I'm just running through a fluids dynamics course and I could use some verification that I'm on the right course (in terms of direction of understanding)
I've been given the following question
Let $\vec{u} = U \cos{\theta}\vec{\hat{r}} – U \sin{\theta}\vec{\hat{\theta}}$
compute $\vec{\nabla} \cdot \vec{u}$ find the streamfunction and identify what this flow represents.
so first I start with
$$u_r = U \cos \theta~\&~ u_{\theta} = -Usin \theta$$
then
$$\vec{\nabla} \cdot \vec{u} = \frac{1}{r}\frac{\partial (ru_r)}{\partial r}+\frac{1}{r}\frac{\partial u_{\theta}}{\partial \theta}$$
$$=\frac{1}{r}\frac{\partial}{\partial r}(Ur \cos \theta)+\frac{1}{r}\frac{\partial }{\partial \theta}(-Usin\theta)$$
$$=0$$
so our flow is incompressible
To find the stream function I equate
$$u_r = \frac{1}{r}\frac{\partial \psi}{\partial \theta} ~\&~ u_{\theta} = -\frac{\partial \psi}{\partial r}$$
giving
$$\psi = ru \int \cos \theta~d\theta$$
$$\psi = u\sin\theta \int~dr$$
this gives
$$\psi = ru\sin\theta + f(r)$$
$$\psi = ru \sin\theta + g(\theta)$$
from here i'm a little confused, if I equate these two then I get a combination of two polynomials
so what do these actually represent?
any help would be greatly appreciated.
Best Answer
The stream function exists for a two-dimensional incompressible flow and is unique up to a constant that can be set arbitrarily to $0$. Since the velocity components depend on partial derivatives of the stream function and the volumetric flow rate is the difference in stream function values at two points, the constant is irrelevant.

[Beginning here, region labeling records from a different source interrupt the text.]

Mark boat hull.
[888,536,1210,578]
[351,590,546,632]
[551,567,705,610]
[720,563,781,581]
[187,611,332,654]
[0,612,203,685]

As you have done, starting with
$$- \frac{\partial \psi}{\partial r} = u_\theta = -U \sin \theta,$$
and integrating, we get
$$\psi = Ur \sin \theta + g(\theta)$$
Upon differentiating with respect to $\theta$ we find
$$U \cos\theta = \frac{1}{r}\frac{\partial\psi}{\partial \theta} = \frac{1}{r}\frac{\partial}{\partial \theta}\left(Ur \sin \theta + g(\theta) \right) = U \cos \theta + \frac{g'(\theta)}{r}$$
Thus, $g'(\theta) = 0$, which implies that $g(\theta) = C$ -- a constant that can be arbitrarily set to $0$ as discussed above. In this way we obtain $\psi(r,\theta) = U r \sin \theta$.